My paranoia was evidence-based. Every example was a technique I’d used either while in the God’s Patriots or in the years before I’d gone legit. In an interconnected world, I was an anomaly in my desire to be disconnected.

Sawyer, on the other hand, let it all hang out. He believed privacy was no longer a guarantee and that to cut off interest, the best thing was to construct people’s understanding of who you were. He had multiple personas online, each more elaborate and creative than the last. A brief google search would turn up every personality from a transgender burlesque dancer to a conservative church-going anti-gay minister. And he used each to extract the information he needed. As abhorrent as we both found some of the personas, they worked because they were cultivated to be believable.

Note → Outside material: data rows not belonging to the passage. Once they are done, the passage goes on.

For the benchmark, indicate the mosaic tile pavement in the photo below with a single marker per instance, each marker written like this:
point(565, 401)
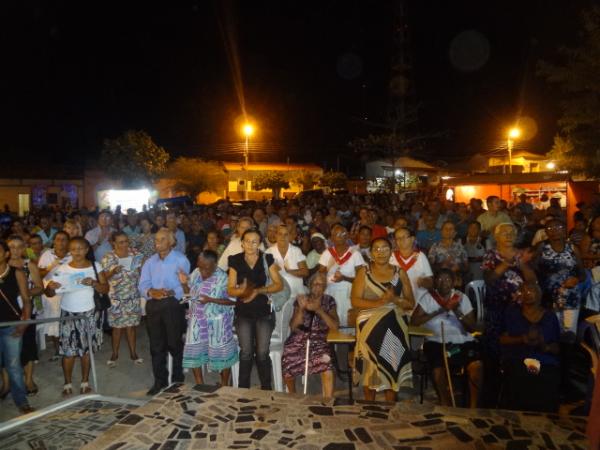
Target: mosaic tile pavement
point(183, 417)
point(70, 428)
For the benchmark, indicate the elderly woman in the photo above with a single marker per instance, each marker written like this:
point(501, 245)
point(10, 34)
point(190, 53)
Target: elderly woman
point(505, 268)
point(291, 261)
point(314, 316)
point(121, 267)
point(451, 309)
point(560, 269)
point(77, 280)
point(376, 285)
point(209, 339)
point(530, 332)
point(253, 275)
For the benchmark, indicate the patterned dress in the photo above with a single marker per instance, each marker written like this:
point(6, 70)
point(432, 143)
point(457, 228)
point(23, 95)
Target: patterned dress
point(294, 349)
point(125, 310)
point(209, 338)
point(553, 269)
point(498, 295)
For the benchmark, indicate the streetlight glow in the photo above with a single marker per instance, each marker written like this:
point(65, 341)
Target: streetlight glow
point(514, 133)
point(248, 129)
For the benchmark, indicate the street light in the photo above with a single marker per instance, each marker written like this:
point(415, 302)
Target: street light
point(247, 131)
point(513, 134)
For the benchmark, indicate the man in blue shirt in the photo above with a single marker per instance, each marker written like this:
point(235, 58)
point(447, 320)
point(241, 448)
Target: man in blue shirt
point(160, 285)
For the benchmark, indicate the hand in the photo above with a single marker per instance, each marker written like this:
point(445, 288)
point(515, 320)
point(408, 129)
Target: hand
point(183, 277)
point(570, 282)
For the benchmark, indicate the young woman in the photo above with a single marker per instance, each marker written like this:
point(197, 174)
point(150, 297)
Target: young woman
point(254, 319)
point(314, 316)
point(76, 280)
point(121, 268)
point(375, 285)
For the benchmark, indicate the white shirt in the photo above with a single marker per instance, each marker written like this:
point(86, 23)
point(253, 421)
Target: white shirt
point(78, 298)
point(454, 331)
point(233, 248)
point(421, 268)
point(292, 257)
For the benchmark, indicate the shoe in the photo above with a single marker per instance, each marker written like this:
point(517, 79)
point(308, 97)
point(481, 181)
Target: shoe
point(26, 409)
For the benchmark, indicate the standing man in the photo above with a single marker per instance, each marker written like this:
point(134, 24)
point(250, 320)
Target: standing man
point(99, 237)
point(159, 284)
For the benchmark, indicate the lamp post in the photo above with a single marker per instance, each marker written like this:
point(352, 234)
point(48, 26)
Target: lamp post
point(513, 134)
point(247, 131)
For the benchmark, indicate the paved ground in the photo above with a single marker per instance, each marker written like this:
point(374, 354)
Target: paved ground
point(127, 379)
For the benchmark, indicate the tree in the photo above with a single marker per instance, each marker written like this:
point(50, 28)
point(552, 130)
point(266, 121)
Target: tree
point(577, 75)
point(193, 176)
point(334, 180)
point(134, 158)
point(307, 179)
point(271, 180)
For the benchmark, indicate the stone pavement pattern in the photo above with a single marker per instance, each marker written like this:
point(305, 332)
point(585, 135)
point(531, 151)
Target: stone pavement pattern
point(183, 417)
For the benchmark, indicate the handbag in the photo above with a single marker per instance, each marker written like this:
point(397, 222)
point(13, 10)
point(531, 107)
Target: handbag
point(101, 301)
point(278, 299)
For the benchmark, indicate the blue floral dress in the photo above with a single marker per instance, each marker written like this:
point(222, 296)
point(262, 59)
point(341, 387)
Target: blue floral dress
point(125, 302)
point(209, 338)
point(498, 295)
point(553, 268)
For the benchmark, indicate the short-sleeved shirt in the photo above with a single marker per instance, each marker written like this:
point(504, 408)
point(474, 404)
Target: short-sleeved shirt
point(255, 276)
point(454, 331)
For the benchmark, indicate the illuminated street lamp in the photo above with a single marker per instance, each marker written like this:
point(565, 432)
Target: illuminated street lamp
point(247, 131)
point(513, 134)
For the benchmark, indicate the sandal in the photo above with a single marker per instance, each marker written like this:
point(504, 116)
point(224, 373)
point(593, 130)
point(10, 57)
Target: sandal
point(67, 389)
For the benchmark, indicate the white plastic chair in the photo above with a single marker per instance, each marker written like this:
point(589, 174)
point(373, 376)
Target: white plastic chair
point(475, 290)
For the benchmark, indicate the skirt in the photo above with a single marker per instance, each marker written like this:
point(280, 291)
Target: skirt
point(76, 336)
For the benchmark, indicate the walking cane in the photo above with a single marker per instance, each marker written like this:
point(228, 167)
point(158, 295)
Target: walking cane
point(307, 352)
point(445, 355)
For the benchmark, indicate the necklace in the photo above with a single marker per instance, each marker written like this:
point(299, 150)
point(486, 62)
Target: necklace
point(3, 275)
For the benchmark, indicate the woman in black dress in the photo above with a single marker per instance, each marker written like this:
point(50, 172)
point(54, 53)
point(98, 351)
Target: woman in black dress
point(254, 318)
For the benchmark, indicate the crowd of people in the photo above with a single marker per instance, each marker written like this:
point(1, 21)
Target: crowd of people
point(209, 280)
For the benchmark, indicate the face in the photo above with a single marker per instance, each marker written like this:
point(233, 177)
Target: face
point(448, 231)
point(250, 243)
point(364, 237)
point(444, 283)
point(17, 248)
point(506, 235)
point(404, 241)
point(381, 251)
point(35, 243)
point(339, 235)
point(78, 250)
point(162, 242)
point(121, 244)
point(61, 242)
point(283, 235)
point(206, 267)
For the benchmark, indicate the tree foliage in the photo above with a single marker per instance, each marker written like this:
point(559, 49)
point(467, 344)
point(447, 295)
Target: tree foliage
point(307, 179)
point(275, 180)
point(334, 180)
point(577, 75)
point(193, 176)
point(134, 158)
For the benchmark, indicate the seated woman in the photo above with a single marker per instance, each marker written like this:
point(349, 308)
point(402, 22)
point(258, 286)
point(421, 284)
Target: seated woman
point(377, 285)
point(314, 314)
point(453, 309)
point(530, 332)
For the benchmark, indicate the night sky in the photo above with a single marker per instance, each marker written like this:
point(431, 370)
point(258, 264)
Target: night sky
point(74, 73)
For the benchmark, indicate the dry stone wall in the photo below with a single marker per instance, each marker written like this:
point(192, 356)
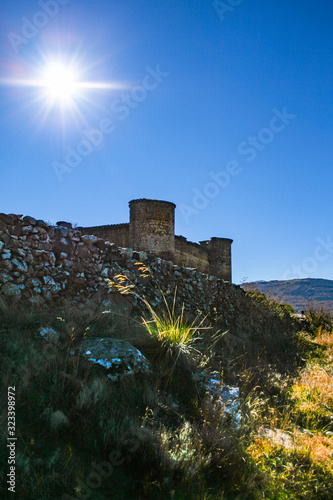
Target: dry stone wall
point(44, 264)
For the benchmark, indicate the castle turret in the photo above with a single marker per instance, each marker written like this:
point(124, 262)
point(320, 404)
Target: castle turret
point(220, 258)
point(152, 227)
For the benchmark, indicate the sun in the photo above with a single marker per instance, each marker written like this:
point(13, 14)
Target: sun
point(60, 82)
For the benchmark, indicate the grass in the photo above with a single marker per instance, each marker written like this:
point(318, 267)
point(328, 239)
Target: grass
point(166, 437)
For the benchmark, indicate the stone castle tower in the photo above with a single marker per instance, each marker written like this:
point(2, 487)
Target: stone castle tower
point(152, 229)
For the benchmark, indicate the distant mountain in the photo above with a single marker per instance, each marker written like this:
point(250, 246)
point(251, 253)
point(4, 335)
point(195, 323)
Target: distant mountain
point(301, 294)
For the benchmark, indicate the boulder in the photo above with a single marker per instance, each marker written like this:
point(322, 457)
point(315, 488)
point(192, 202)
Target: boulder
point(118, 358)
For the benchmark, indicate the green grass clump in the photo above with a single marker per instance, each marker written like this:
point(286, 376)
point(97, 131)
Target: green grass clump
point(168, 439)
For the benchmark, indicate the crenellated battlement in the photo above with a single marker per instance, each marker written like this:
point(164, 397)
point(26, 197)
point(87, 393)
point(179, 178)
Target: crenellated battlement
point(152, 229)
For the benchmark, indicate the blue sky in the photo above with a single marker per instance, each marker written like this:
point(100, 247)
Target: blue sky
point(224, 108)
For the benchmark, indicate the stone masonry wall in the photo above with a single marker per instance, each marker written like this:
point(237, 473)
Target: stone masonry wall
point(43, 264)
point(191, 254)
point(117, 233)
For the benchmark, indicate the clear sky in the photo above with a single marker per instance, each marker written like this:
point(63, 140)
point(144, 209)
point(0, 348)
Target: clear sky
point(224, 108)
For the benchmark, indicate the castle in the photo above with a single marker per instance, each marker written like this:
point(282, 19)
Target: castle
point(152, 229)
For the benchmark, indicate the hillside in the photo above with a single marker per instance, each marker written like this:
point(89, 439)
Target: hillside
point(301, 294)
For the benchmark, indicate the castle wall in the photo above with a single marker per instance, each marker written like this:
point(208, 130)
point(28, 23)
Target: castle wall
point(220, 258)
point(43, 264)
point(152, 227)
point(188, 254)
point(116, 233)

His real persona sat under layers of lies. It was brilliant in its simplicity and execution. The only problem was the amount of effort taken to construct and maintain the rouse. But for that, Sawyer and I had written code designed to mimic and interact in such a way to appear human. It worked 86.3% of the time.

Nothing was perfect.

So, seeing Sawyer sitting at Luc’s kitchen bench, typing away, muttering to himself as he troubleshot, made me uneasy.

“Could you do that elsewhere?”

“Settle, petal. I’m routing this through eight countries, and I built the bloody thing without microphone, speakers, or camera. We’re safe.”

I sipped my tea, still uneasy.

“Here.” He spun the laptop around, showing a birds-eye view of a bunch of buildings. I squinted for a moment, trying to work out what he was showing.

“Shit,” I whispered as I stepped closer. “It’s The Front.”

“The what?”

“The Front. It’s our… the commune.” My hands flew across the key pad, moving in, zooming around. The outer living quarters were the same, basic weatherboard white, tin-roofed shacks, hot in summer, freezing in winter. The church took centre stage, a large limestone airconditioned three-storey building with its own basement servers and computer labs. The deacons had a higher standard of living. The houses were large, each wife and child honoured with their own room. It was part of their psychological hierarchy, a way to make people strive to be better. It worked. I’d witnessed newcomers do whatever was asked of them in a bid to move up the ranks.

My family among them.

“Emmie?”

I lifted my eyes from the screen and looked at the three men watching me.

“How?”

“I have friends who owe me. Some of them still work in certain areas that are of use to me.”

I looked at the perfect satellite images. “Must be one hell of a favour,” I murmured. There were new buildings, new areas that had been cleared for some kind of large outdoor field. Animal pens and barns occupied land that had previously been covered in thick brush.

“Look at the solar farm. My God.” I ran a finger over the screen. “It’s massive.”

“Yeah.” Sawyer kicked back, frowning. For a man who normally embodied a human Labrador, he looked distinctly less-than jovial.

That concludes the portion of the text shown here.